May saw 280,000 jobs added compared to expectations of 226,000, a sizable improvement from prior months. Unemployment ticked up 10 basis points to 5.5%, though the labor force participation rate also rose modestly to 62.9% after years of decline.
Wage growth showed mild improvement in the May release, rising 2.3% from a year ago compared to expectations of 2.2%. Among the major employment sectors, energy extraction and support activities continues to struggle, but the auto industry, residential construction sector and healthcare sector all showed well.
May Job Growth Is the Strongest of 2015
The U.S. economy added 280,000 jobs in May, handily beating expectations of 226,000. This was a massive improvement from the prior few months, which saw weak growth revised downward even further.
May also marked the strongest single month of job growth since December of last year, a sign the economy is resuming its previously strong pace of growth after wavering in the early part of 2015. These gains are representative of a host employment sectors that are experiencing solid growth such as residential construction, healthcare, the auto industry and professional/business services.
Unemployment Treading Water as Labor Force Participation Stabilizes
The unemployment rate ticked up 10 basis points to 5.5% in May, just a month after declining 10 basis points to 5.4%. However, the news is not necessarily bad, since the labor force participation rate also ticked up slightly to 62.9%. This is the second straight month the participation rate has ticked higher, a signal that the rate is stabilizing after years of persistent decline.
If the labor force participation rate begins to pick up steam and grow appreciably, it would likely mean a slowdown in the pace of the unemployment rate’s decline but would still paint a positive economic picture.
Wage Growth Barely Beat Expectations in May
Wage growth showed mild improvement in the May release, rising 2.3% from a year ago compared to expectations of 2.2%. Much like labor force participation, wage growth has certainly stabilized but is yet to show any marked improvement in this data set.
The Employment Cost Index, a different wage data series, is showing more noticeable gains. Wage growth is needed to further fuel the consumer and housing market as we have mentioned numerous times. We maintain that the continued tightening of the labor market will lead to stronger wage growth in the second half of this year.
The Energy Sector Still Suffering a Contraction
The energy sector continues to get drilled (sorry!) as oil and gas extraction, support activities for mining and mining ex oil and gas were among the worst performing sectors. Surprisingly pipeline transportation and coal products manufacturing saw gains over the past three months, but these are much smaller compared to the extraction sectors.

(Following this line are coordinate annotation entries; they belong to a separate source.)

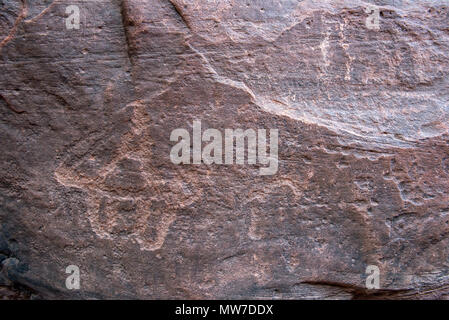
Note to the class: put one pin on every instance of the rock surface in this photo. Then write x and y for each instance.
(86, 177)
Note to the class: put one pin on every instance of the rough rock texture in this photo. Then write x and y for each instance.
(86, 178)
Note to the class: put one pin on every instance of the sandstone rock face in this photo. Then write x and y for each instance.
(86, 178)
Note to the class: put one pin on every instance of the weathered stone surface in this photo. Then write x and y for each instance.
(86, 177)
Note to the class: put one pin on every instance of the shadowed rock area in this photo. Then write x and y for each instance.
(86, 177)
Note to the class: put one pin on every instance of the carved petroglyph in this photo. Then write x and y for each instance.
(127, 197)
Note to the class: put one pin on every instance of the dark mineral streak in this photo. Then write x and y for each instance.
(86, 178)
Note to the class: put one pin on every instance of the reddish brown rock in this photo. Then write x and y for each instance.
(363, 171)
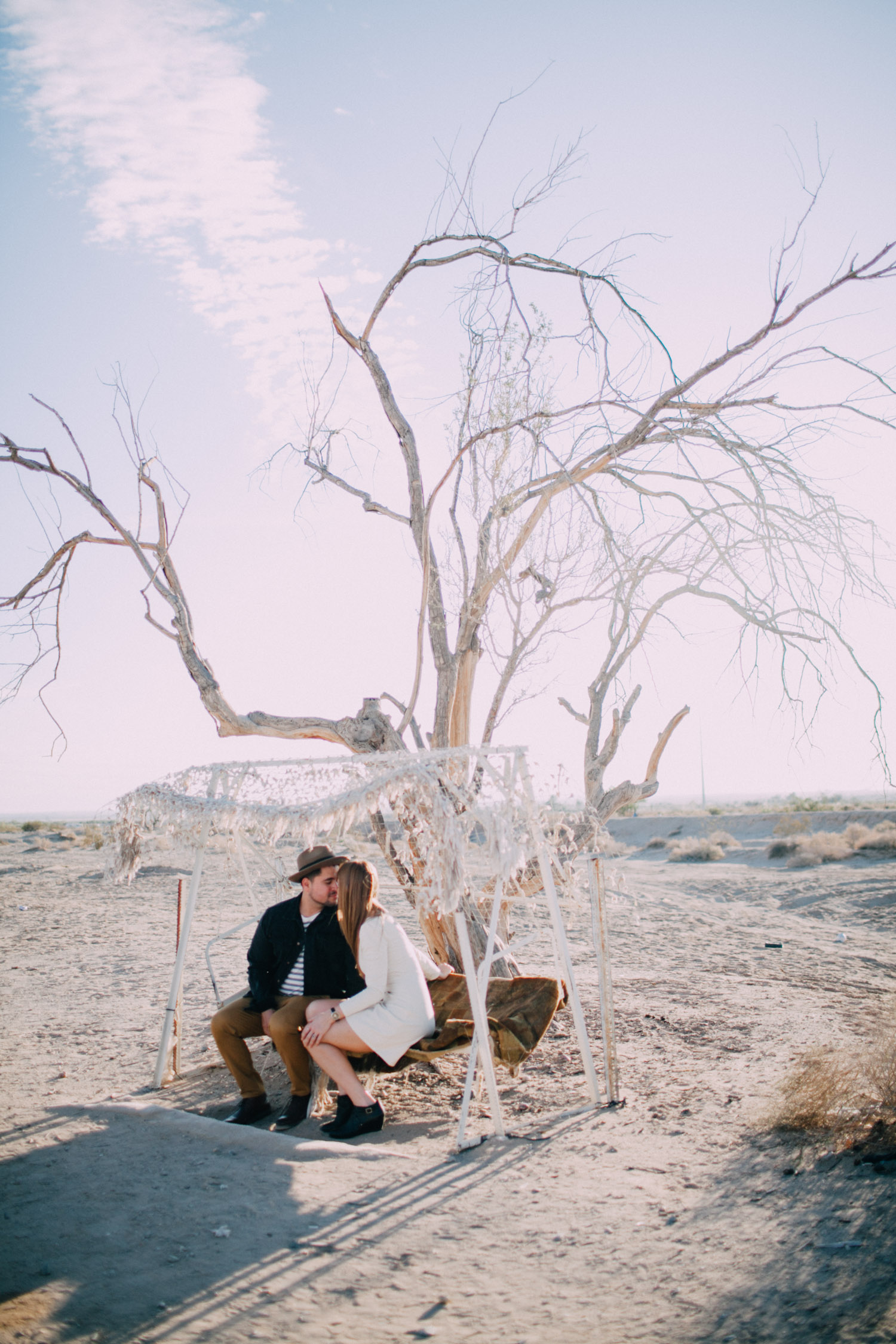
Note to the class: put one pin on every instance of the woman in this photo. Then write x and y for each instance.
(391, 1014)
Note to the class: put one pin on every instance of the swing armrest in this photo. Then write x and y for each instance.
(228, 933)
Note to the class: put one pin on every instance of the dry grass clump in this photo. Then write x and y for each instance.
(821, 847)
(695, 850)
(808, 851)
(883, 836)
(848, 1094)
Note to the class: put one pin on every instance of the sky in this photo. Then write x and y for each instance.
(182, 178)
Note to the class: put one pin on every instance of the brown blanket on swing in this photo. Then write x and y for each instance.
(520, 1012)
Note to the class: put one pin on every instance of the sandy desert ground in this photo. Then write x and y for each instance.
(677, 1217)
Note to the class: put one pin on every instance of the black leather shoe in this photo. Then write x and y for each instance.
(343, 1110)
(294, 1113)
(249, 1110)
(364, 1120)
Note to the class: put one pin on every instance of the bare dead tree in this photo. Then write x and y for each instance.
(586, 480)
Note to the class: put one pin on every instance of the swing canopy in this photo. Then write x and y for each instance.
(452, 805)
(467, 821)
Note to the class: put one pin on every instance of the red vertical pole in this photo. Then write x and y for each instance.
(176, 1049)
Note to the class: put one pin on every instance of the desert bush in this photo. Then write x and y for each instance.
(846, 1093)
(695, 850)
(821, 847)
(821, 1093)
(726, 840)
(882, 837)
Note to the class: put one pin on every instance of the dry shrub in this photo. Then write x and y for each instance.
(821, 847)
(846, 1093)
(821, 1093)
(882, 837)
(726, 840)
(695, 850)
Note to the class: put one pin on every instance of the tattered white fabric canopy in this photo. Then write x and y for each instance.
(455, 805)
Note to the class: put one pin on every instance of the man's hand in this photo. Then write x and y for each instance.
(315, 1031)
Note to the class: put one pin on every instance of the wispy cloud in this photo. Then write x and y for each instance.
(152, 105)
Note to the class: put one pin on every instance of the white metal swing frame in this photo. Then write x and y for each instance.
(381, 777)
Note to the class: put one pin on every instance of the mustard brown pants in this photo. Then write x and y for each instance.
(231, 1026)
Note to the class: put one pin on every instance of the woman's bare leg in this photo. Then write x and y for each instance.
(331, 1054)
(336, 1063)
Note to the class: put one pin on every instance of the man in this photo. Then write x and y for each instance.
(297, 955)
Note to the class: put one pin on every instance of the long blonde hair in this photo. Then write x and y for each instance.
(358, 889)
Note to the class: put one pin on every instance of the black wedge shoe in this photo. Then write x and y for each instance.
(249, 1110)
(294, 1113)
(363, 1120)
(343, 1112)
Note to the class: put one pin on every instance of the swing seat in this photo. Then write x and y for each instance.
(519, 1012)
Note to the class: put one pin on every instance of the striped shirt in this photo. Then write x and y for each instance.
(294, 983)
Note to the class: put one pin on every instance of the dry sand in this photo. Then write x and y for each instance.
(672, 1218)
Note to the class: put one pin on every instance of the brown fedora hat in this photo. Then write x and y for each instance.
(312, 861)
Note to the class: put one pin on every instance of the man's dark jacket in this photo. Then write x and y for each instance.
(280, 937)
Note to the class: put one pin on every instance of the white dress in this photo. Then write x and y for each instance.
(395, 1008)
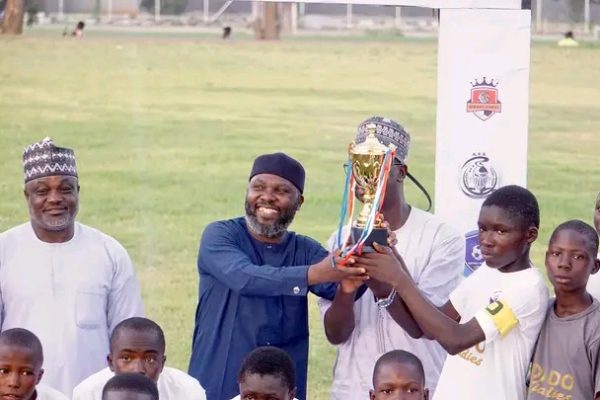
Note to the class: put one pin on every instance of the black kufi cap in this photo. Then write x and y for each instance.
(282, 165)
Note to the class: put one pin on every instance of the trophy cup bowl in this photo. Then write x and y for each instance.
(367, 160)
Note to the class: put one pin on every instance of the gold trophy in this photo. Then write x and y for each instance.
(367, 159)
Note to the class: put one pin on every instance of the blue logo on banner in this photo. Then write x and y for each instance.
(473, 257)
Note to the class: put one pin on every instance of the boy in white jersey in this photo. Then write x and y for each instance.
(492, 320)
(566, 361)
(21, 359)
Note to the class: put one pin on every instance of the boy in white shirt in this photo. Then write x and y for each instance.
(137, 345)
(130, 386)
(267, 373)
(399, 375)
(593, 286)
(492, 320)
(21, 359)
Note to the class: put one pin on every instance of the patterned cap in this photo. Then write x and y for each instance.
(43, 158)
(387, 131)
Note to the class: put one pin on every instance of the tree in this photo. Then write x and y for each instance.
(267, 24)
(12, 23)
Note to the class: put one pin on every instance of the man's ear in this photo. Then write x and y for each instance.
(40, 376)
(109, 362)
(596, 266)
(532, 233)
(300, 202)
(164, 362)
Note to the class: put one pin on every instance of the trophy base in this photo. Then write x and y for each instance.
(377, 235)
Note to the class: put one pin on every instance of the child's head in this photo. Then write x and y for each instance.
(130, 386)
(21, 359)
(399, 375)
(571, 256)
(597, 214)
(267, 373)
(508, 224)
(137, 345)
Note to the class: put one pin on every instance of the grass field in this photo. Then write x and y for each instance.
(165, 130)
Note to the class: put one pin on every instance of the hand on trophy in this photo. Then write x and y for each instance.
(384, 265)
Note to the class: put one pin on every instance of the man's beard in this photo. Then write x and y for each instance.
(271, 231)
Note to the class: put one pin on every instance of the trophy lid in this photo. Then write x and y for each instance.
(371, 145)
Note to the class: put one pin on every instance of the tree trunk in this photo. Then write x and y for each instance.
(266, 23)
(13, 17)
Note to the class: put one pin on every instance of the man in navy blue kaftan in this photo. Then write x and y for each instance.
(254, 279)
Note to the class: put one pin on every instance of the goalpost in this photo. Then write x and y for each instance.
(482, 104)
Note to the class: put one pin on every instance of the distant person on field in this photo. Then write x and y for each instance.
(568, 40)
(78, 32)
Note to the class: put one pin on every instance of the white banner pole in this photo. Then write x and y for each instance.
(482, 113)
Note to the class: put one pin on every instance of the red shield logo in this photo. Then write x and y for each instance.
(484, 101)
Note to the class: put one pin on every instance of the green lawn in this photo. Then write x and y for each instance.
(166, 128)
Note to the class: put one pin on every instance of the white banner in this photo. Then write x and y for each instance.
(482, 113)
(442, 4)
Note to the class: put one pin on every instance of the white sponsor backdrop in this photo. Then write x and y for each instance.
(482, 111)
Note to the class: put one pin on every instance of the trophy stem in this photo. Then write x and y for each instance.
(363, 217)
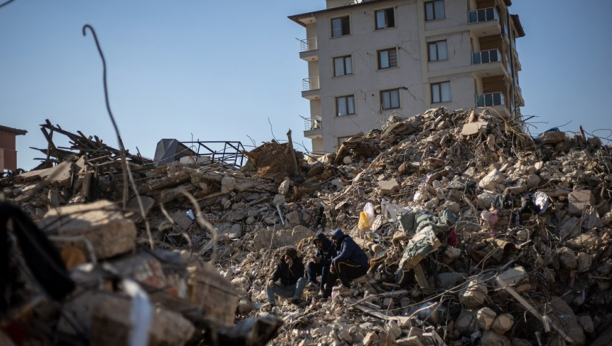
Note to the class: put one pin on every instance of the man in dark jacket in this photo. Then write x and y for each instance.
(321, 261)
(290, 271)
(350, 263)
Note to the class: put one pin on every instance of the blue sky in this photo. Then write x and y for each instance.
(230, 70)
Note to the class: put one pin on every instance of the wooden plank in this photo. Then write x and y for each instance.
(421, 278)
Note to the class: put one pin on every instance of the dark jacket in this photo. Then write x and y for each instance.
(349, 251)
(289, 276)
(328, 251)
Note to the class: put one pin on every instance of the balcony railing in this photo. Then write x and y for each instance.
(313, 123)
(486, 56)
(308, 44)
(490, 99)
(482, 15)
(311, 83)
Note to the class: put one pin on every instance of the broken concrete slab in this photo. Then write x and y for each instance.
(388, 186)
(471, 129)
(101, 223)
(502, 323)
(490, 338)
(579, 201)
(60, 175)
(166, 327)
(485, 317)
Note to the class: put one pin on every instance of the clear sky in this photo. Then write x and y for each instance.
(230, 70)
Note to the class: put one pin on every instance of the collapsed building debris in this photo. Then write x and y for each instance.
(478, 234)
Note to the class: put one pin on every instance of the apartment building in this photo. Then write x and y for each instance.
(368, 60)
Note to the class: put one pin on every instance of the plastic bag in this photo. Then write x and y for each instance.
(364, 222)
(369, 209)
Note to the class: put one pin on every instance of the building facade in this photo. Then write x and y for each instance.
(368, 60)
(8, 152)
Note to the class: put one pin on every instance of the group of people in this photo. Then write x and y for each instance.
(339, 258)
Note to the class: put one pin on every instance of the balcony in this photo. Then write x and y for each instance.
(311, 88)
(486, 56)
(313, 123)
(519, 93)
(493, 101)
(485, 22)
(313, 127)
(309, 49)
(482, 15)
(490, 100)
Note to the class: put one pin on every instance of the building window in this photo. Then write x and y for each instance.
(343, 65)
(438, 51)
(387, 58)
(341, 26)
(385, 19)
(440, 92)
(345, 105)
(342, 139)
(434, 10)
(390, 99)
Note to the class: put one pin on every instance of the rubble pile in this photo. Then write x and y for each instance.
(481, 235)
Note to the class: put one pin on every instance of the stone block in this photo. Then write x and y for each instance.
(485, 318)
(579, 200)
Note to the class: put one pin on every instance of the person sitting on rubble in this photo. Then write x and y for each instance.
(290, 271)
(350, 263)
(320, 262)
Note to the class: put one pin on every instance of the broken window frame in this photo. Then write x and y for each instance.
(387, 58)
(390, 99)
(436, 48)
(345, 105)
(346, 65)
(438, 94)
(384, 18)
(434, 10)
(340, 26)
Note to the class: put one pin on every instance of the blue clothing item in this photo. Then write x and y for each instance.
(286, 291)
(338, 234)
(289, 275)
(351, 252)
(326, 252)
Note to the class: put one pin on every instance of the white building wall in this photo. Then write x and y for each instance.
(412, 76)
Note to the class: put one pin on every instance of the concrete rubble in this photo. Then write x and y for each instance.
(482, 235)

The price of oil has not recovered significantly, meaning pressure should remain on this sector. The Texas metro areas, in particular Houston, are beginning to show signs of the leak, but the worst is yet to come. Office and industrial absorption and rents will be the most directly effected as the sector consolidates and recalibrates to this new price reality. Home price appreciation will likely cool as well as royalty incomes slow.
A Strong Auto Sector Could Help Lift Select Regions With Auto Manufacturing Exposure
After strong motor vehicle sales reports earlier in the week, the auto industry showed well in the employment report. Motor vehicles and parts, automobile dealers and parts dealers have all seen employment rise over 4% from a year ago and displayed solid momentum over the past three months.
This could benefit Detroit and other areas with auto manufacturing exposure, such as South Carolina’s local economies.